April 02, 1994|NANCY RIVERA BROOKS | TIMES STAFF WRITER

But underneath all the growing frustration is a kind of innocence lost as, one by one, business owners discover an ugly fact about disasters: Damage to your home is bad, but damage to your business is worse.

That's because most disaster relief historically has been geared toward middle-class homeowners. Entrepreneurs, including owners of commercial apartment buildings, come in a distant second, said Mary Comerio, a UC Berkeley architecture professor who studied FEMA and SBA response to housing problems after the Loma Prieta earthquake.

Most of the government's relief programs were developed for rural areas where there was less need to help apartment or business owners, she said. There is no equivalent of FEMA housing vouchers or grants for private enterprise.

"There are lots of misperceptions around in the public mind," Comerio said. "One is that the government will help you after a disaster. Another is that it all will be OK soon. In reality, rebuilding takes a tremendous amount of time."

Don Ivone has already figured that out. The Burbank real estate broker suffered $50,000 worth of broken windows, wall cracks and water damage when a pipe in his office's ceiling burst during the quake.

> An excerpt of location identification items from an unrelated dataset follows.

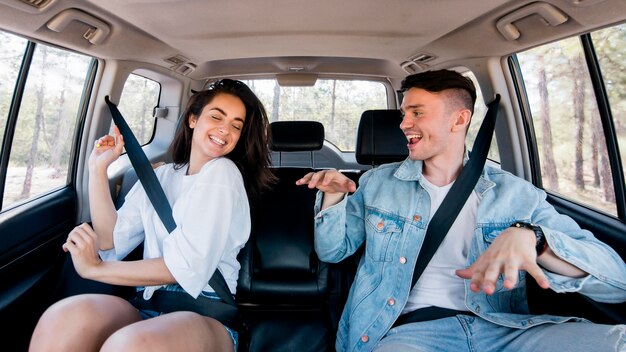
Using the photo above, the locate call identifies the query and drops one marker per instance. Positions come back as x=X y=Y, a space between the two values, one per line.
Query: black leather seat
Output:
x=283 y=288
x=379 y=138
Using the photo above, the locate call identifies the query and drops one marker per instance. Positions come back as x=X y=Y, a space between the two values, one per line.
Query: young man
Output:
x=478 y=272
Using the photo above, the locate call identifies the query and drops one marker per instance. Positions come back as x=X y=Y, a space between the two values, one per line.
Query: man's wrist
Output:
x=330 y=199
x=541 y=244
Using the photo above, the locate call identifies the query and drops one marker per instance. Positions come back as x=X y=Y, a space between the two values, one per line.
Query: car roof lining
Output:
x=246 y=37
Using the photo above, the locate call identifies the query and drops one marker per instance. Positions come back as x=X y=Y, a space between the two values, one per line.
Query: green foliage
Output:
x=316 y=103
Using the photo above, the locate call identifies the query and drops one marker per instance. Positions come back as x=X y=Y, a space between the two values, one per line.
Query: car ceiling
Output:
x=356 y=37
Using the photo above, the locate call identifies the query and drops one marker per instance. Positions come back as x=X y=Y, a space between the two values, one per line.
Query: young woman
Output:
x=220 y=160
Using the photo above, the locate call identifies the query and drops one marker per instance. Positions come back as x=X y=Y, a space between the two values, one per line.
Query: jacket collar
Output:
x=411 y=170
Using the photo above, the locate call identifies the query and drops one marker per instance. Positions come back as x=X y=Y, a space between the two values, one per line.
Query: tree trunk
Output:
x=595 y=157
x=61 y=133
x=275 y=102
x=332 y=110
x=32 y=155
x=578 y=94
x=550 y=175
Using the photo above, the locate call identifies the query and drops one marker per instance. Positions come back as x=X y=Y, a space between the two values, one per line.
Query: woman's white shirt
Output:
x=213 y=216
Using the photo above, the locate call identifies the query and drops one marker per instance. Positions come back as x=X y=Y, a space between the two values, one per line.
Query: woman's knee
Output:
x=72 y=321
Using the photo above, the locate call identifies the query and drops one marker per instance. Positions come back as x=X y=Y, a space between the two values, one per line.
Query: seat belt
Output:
x=155 y=192
x=454 y=201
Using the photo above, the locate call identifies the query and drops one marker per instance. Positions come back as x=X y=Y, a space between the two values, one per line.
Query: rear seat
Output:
x=283 y=290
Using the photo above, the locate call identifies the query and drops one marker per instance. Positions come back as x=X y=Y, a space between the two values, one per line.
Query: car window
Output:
x=610 y=47
x=571 y=143
x=139 y=98
x=480 y=109
x=337 y=104
x=44 y=126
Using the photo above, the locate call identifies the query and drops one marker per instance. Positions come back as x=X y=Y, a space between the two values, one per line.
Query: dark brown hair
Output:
x=461 y=88
x=251 y=154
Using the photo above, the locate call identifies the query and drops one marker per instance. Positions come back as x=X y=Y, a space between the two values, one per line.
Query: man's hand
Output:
x=333 y=183
x=82 y=243
x=513 y=250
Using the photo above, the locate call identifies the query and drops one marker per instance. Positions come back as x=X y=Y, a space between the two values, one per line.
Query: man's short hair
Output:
x=440 y=80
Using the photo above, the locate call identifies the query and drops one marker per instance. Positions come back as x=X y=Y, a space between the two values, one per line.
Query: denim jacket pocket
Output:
x=383 y=233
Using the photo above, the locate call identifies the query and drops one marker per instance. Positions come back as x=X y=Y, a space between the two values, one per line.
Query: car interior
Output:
x=329 y=75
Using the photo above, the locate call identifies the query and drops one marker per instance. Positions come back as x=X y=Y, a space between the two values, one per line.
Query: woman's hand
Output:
x=82 y=243
x=106 y=150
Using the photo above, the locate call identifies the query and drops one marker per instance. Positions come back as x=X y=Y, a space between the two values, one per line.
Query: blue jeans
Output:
x=470 y=333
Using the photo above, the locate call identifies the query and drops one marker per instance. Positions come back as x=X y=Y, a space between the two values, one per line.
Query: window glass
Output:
x=337 y=104
x=11 y=54
x=139 y=98
x=610 y=46
x=570 y=141
x=41 y=148
x=480 y=110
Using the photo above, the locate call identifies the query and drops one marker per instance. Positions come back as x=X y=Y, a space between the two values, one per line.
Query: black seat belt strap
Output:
x=155 y=192
x=459 y=192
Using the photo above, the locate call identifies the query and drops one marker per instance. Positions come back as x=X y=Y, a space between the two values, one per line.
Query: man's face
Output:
x=427 y=123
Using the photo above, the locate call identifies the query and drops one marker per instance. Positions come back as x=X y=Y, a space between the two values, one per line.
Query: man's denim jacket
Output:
x=390 y=212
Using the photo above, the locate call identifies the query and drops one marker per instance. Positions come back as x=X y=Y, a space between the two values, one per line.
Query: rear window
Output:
x=337 y=104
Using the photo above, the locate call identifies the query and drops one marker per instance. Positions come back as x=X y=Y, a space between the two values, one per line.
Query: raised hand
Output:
x=328 y=181
x=513 y=250
x=106 y=150
x=82 y=243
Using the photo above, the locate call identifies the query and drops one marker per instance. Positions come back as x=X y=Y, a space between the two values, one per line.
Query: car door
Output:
x=43 y=95
x=572 y=94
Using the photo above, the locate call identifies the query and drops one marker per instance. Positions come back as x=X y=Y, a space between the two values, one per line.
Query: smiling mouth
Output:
x=413 y=138
x=217 y=140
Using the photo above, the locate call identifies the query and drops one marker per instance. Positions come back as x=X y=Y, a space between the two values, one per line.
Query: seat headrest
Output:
x=296 y=136
x=379 y=138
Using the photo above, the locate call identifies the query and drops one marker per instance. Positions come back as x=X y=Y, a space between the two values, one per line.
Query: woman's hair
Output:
x=251 y=154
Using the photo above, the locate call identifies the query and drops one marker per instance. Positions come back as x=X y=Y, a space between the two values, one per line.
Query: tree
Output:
x=32 y=155
x=578 y=94
x=550 y=174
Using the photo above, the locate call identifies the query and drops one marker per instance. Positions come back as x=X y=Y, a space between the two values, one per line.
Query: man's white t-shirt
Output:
x=213 y=216
x=439 y=286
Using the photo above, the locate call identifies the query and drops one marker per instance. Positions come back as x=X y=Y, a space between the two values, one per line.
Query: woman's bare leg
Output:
x=81 y=323
x=178 y=331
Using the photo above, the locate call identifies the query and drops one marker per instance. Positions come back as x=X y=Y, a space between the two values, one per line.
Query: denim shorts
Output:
x=147 y=314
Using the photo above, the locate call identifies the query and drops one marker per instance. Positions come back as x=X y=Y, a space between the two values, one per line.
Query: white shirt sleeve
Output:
x=128 y=232
x=209 y=212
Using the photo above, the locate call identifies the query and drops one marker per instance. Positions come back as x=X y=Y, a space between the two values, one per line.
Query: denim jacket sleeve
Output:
x=606 y=281
x=340 y=229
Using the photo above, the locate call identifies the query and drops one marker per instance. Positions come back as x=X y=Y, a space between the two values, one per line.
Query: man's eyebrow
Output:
x=410 y=107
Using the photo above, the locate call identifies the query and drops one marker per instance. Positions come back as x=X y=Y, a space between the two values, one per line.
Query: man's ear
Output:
x=463 y=118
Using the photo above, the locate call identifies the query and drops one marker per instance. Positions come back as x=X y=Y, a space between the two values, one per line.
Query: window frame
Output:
x=606 y=118
x=13 y=114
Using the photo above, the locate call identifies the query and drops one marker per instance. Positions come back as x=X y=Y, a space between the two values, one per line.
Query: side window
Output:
x=480 y=110
x=571 y=144
x=610 y=47
x=44 y=126
x=139 y=98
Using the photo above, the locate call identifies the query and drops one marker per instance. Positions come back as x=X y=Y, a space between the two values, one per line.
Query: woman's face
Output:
x=218 y=128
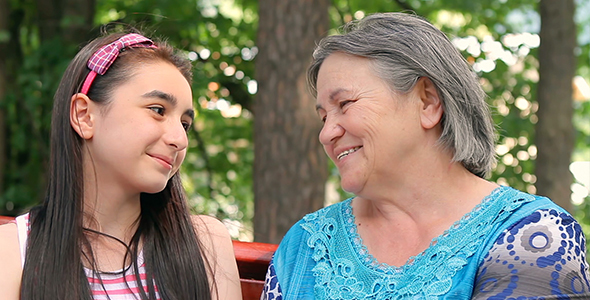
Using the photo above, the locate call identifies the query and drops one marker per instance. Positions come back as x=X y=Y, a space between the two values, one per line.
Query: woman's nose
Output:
x=330 y=131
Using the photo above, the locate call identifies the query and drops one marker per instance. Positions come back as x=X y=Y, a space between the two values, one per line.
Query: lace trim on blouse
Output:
x=425 y=276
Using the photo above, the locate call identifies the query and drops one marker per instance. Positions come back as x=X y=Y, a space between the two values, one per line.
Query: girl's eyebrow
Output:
x=168 y=98
x=162 y=95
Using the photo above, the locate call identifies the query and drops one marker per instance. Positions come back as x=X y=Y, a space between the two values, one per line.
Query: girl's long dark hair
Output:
x=174 y=259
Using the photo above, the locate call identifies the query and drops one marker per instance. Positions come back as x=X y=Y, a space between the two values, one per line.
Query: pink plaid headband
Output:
x=104 y=57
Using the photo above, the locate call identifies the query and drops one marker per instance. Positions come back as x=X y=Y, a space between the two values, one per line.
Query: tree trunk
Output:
x=554 y=130
x=290 y=166
x=4 y=13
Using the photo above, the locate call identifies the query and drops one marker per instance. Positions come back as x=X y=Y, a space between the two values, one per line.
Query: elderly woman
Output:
x=406 y=124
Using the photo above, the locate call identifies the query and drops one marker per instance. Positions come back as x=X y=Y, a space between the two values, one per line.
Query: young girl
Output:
x=114 y=223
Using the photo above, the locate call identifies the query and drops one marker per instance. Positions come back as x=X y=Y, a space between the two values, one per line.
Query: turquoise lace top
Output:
x=480 y=256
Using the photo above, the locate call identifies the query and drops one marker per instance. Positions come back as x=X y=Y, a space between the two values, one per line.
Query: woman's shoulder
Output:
x=10 y=261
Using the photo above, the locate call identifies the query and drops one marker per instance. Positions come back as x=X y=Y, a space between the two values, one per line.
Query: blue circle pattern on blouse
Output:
x=542 y=255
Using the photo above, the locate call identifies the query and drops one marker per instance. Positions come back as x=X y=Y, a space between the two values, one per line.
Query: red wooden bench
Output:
x=252 y=259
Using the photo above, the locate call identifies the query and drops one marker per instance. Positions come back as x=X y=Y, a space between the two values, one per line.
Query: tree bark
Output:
x=4 y=13
x=554 y=130
x=290 y=166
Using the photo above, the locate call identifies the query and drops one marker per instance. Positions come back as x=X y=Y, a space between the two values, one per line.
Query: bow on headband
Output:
x=104 y=57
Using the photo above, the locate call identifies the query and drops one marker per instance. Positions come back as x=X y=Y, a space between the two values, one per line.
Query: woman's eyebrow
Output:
x=332 y=97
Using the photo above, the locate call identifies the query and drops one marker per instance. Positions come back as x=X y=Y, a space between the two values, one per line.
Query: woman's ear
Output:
x=431 y=104
x=81 y=117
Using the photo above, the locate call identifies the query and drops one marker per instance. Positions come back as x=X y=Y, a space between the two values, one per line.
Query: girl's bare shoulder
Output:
x=219 y=251
x=10 y=262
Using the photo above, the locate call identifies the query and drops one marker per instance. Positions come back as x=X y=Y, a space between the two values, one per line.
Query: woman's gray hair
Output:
x=405 y=47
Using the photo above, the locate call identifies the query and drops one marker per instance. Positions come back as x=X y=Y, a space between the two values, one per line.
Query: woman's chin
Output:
x=352 y=187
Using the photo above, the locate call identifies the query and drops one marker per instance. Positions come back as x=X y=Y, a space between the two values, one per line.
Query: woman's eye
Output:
x=157 y=109
x=186 y=126
x=343 y=103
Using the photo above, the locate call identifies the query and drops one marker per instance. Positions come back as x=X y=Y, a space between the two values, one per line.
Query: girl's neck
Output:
x=112 y=213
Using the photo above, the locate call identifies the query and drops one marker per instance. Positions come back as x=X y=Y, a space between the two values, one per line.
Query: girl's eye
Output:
x=157 y=109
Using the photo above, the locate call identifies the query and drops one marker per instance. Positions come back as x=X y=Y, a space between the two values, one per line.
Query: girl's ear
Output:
x=81 y=115
x=431 y=104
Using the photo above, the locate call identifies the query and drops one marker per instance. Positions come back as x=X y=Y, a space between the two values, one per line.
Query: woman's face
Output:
x=140 y=138
x=368 y=130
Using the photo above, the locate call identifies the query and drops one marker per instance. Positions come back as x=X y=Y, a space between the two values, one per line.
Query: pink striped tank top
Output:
x=114 y=286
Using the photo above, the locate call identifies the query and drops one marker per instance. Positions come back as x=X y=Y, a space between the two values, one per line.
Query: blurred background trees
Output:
x=254 y=139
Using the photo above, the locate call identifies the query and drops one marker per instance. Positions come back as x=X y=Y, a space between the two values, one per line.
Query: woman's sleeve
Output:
x=272 y=288
x=542 y=256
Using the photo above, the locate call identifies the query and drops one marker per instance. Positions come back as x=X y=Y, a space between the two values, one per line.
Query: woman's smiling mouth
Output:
x=346 y=152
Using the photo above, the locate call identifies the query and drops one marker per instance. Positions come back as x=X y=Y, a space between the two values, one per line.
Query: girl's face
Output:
x=140 y=138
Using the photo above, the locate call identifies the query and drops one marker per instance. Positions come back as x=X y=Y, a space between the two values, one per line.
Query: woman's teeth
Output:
x=345 y=153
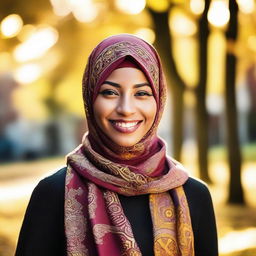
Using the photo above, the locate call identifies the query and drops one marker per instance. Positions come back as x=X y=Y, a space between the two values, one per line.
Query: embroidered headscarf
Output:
x=98 y=170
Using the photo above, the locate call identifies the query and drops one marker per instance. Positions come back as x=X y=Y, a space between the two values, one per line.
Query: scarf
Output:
x=98 y=170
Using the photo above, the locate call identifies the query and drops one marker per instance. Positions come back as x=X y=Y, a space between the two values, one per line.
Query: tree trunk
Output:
x=234 y=154
x=164 y=47
x=200 y=93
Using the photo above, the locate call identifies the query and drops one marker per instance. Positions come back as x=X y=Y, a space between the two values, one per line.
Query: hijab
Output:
x=99 y=169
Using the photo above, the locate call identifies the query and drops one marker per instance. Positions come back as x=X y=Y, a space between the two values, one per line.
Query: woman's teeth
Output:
x=125 y=124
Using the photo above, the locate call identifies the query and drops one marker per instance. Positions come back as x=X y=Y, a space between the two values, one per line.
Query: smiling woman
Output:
x=125 y=108
x=120 y=194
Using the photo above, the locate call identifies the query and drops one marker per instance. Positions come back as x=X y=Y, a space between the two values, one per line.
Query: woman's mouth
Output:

He applied for an SBA loan two months ago and can't find out where his application stands.

"We've made several phone calls and we've been left in Muzak limbo forever, and it just becomes cost prohibitive for us to stay on the phone," said Ivone, president of California Real Estate Services. "We're like the Energizer bunny. We're still waiting, still waiting."

For the SBA, responding to the Northridge earthquake has been akin to setting up a Fortune 500 company almost overnight. What's more, this instant organization must deal with complicated financial documents and a crush of customers who have just been through one of the worst experiences of their lives.

"Unfortunately, we've had many opportunities to get better and better at it," said Tom MacKenzie, Sacramento-based assistant administrator for the SBA's sprawling Western region.

This time, that meant jumping within a few weeks from 300 to more than 2,500 employees handling disaster response in the region. More than half were new, untrained hires. Telephone lines and nearly 100 operators were added. Facilities were rented and furnished.

Raining down on them was an unexpected torrent of loan applications from homeowners and businesses. In the two and a half months since the quake, the SBA already has received more applications for earthquake-related disaster loans than it collected after any other disaster--even months later, when it came time to close the books. Even so, the SBA is averaging more than $20 million in loan approvals a day; agency officials used to consider $5 million in approvals a good day.

Indeed, the agency has won many fans with its initial fancy footwork.

"It's the most impressive response I've ever seen from a government agency," said John J. Rooney, president of the Valley Economic Development Center, a nonprofit organization that estimates it has helped more than 5,000 companies fill out earthquake disaster loan applications. "My hat is off to them."

In the first month alone, the SBA issued nearly 300,000 applications and got back slightly more than 46,000. By comparison, applications issued after Hurricane Andrew--the previous record-holder in the disaster derby--reached nearly 48,000 in the first month; 5,700 were sent back completed.

The SBA shuffled more paper (5,715 applications processed) and approved more money ($93.3 million in home and business loans) in the first month after the quake than ever before. But despite that pace, the proportion of applications processed actually was much smaller than in previous disasters, because the demand was so huge. About 40,000 applications sat unprocessed.

"The big challenge for them is, because they're going to have an unprecedented number of applications filed, getting them processed," Rooney said. "They have such a big bubble to swallow."

Bernard Kulik has been running the SBA's disaster assistance program for 12 years--long enough to earn the nickname "Master of Disaster." Kulik defends has agency's response while acknowledging that there have been problems in getting loan applications through the system.

"We're knocking ourselves out to do it. We're attacking it tooth and nail," Kulik said.

"Obviously, we're not doing it as fast as we would like," he said. "Whatever delay we're dealing with is because of the volume. The numbers are enormous."

On average, it is taking the SBA two to three weeks to process home loan applications to the point of approval or rejection and four to six weeks for business loans. Businesses can receive loans for actual damages as well as for "economic injury" suffered because they were closed for a time or because revenues dropped after the quake.